PRÉLUDE DE LA SCIENCE. — Croyez-vous donc que les sciences se seraient formées et seraient devenues grandes si les magiciens, les alchimistes, les astrologues et les sorciers ne les avaient pas précédées, eux qui durent créer tout d’abord, par leurs promesses et leurs engagements trompeurs, la soif, la faim et le goût des puissances cachées et défendues ? Si l’on n’avait pas dû promettre infiniment plus qu’on ne pourra jamais tenir pour que quelque chose puisse s’accomplir dans le domaine de la connaissance ? — Peut-être que de la même façon dont nous apparaissent ici les préludes et les premiers exercices de la science qui n’ont jamais été exécutés et considérés comme tels, nous apparaîtront, en un temps lointain, toutes espèces de religions, c’est-à-dire comme des exercices et des préludes : peut-être pourraient-elles être le moyen singulier qui permettra à quelques hommes de goûter toute la suffisance d’un dieu et toute la force de son salut personnel. Et l’on pourrait se demander si vraiment, sans cette école et cette préparation religieuse, l’homme aurait appris à avoir faim et soif de son propre moi, à se rassasier et à se fortifier de lui-même. Fallut-il que Prométhée crût d’abord avoir volé la lumière et qu’il en pâtît — pour qu’il découvrît enfin qu’il avait l u i créé la lumière, en désirant la lumière, et que non seulement l’homme, mais encore le dieu, avait été l’oeuvre de ses mains, de l’argile dans ses mains ? Ne sont-ce là que des images de l’imagier ? — Tout comme la folie, le vol, le Caucase, l’aigle et toute la tragique prométheia de tous ceux qui cherchent la connaissance ? (Gai Savoir, § 300)

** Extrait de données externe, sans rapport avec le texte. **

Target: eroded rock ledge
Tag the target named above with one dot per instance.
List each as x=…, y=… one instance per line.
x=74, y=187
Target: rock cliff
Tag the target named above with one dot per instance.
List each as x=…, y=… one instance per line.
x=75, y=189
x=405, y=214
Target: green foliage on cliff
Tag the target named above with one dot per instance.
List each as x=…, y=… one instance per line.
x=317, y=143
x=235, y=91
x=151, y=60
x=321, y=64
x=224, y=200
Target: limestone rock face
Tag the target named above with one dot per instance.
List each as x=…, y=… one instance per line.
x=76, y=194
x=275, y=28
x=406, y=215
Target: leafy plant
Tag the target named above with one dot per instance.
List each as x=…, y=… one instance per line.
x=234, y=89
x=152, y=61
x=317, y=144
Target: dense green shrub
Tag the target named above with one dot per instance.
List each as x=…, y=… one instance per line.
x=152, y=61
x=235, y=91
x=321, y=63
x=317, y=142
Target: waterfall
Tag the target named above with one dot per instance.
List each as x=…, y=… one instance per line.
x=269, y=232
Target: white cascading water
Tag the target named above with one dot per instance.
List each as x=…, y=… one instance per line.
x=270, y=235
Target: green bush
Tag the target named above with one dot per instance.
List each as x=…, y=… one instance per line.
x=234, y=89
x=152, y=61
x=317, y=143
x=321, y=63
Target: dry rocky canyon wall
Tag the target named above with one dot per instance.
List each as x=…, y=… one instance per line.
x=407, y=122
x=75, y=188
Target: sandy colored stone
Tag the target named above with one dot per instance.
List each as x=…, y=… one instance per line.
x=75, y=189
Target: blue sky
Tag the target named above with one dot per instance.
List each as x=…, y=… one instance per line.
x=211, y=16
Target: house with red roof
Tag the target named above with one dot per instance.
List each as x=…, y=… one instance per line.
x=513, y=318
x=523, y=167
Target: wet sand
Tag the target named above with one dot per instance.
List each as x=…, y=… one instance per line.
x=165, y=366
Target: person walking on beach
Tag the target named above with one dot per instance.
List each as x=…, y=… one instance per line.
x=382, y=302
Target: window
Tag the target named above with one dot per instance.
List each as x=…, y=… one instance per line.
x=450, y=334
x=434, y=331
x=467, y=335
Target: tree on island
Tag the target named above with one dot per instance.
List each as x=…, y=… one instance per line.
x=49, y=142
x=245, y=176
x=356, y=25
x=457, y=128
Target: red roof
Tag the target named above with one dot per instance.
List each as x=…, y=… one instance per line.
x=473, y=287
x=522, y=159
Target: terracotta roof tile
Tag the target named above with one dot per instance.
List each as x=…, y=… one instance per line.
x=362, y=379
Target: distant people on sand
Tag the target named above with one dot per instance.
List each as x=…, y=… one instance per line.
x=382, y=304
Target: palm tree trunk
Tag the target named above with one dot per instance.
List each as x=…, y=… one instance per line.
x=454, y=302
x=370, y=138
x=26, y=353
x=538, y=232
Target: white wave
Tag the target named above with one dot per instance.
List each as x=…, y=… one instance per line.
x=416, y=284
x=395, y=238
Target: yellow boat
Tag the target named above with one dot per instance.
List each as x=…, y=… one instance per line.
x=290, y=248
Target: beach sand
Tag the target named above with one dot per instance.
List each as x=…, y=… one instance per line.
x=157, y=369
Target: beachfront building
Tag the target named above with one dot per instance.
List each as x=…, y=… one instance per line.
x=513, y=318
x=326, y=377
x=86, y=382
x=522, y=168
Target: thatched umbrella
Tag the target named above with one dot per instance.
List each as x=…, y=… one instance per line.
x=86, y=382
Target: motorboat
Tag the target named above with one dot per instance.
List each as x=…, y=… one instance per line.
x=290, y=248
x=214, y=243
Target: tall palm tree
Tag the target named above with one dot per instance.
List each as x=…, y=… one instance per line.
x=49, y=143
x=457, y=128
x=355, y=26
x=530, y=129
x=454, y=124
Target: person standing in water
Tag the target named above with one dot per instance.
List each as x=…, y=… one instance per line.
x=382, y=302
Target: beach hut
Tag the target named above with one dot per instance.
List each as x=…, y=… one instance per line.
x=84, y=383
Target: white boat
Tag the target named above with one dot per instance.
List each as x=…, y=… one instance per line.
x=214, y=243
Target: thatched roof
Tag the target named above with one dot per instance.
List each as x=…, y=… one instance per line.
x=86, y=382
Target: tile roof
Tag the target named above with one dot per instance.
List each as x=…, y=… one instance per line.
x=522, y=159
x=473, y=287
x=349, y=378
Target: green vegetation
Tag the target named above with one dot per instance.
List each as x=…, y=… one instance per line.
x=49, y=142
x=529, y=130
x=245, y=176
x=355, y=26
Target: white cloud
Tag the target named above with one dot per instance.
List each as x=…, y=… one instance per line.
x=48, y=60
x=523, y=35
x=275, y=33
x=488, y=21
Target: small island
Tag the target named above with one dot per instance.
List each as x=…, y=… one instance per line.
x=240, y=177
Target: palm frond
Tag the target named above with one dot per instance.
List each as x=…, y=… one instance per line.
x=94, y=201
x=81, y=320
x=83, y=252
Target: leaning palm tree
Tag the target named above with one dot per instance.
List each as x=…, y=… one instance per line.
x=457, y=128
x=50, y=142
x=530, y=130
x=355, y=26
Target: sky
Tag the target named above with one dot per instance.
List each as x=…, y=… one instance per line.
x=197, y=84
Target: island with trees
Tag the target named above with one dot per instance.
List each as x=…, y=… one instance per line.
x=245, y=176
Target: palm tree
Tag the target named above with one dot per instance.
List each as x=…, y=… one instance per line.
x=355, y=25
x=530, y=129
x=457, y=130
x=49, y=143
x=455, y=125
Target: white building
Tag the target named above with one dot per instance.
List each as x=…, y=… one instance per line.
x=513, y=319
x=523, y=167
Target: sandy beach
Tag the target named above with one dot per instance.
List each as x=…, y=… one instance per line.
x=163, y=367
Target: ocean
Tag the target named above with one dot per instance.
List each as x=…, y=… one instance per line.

HÉRÉSIE ET SORCELLERIE. — Penser autrement que ce n’est l’usage — c’est beaucoup moins l’effet d’une meilleure intelligence que l’effet de penchants forts et méchants, de penchants séparateurs, isolants, hautains, moqueurs, perfides. L’hérésie est la contre-partie de la sorcellerie, elle est tout aussi peu quelque chose d’innocent ou même de vénérable en soi. Les hérétiques et les sorciers sont deux catégories d’hommes méchants : ils ont ceci en commun que, non seulement ils sont méchants, mais qu’ils se sentent aussi méchants. Leur désir insurmontable c’est de causer un dommage à ce qui règne (hommes ou opinions). La Réforme, une espèce de redoublement de l’esprit du Moyen âge, à une époque où le Moyen âge n’avait plus pour lui la bonne conscience, les produisit tous deux en abondance. (Gai Savoir, § 35)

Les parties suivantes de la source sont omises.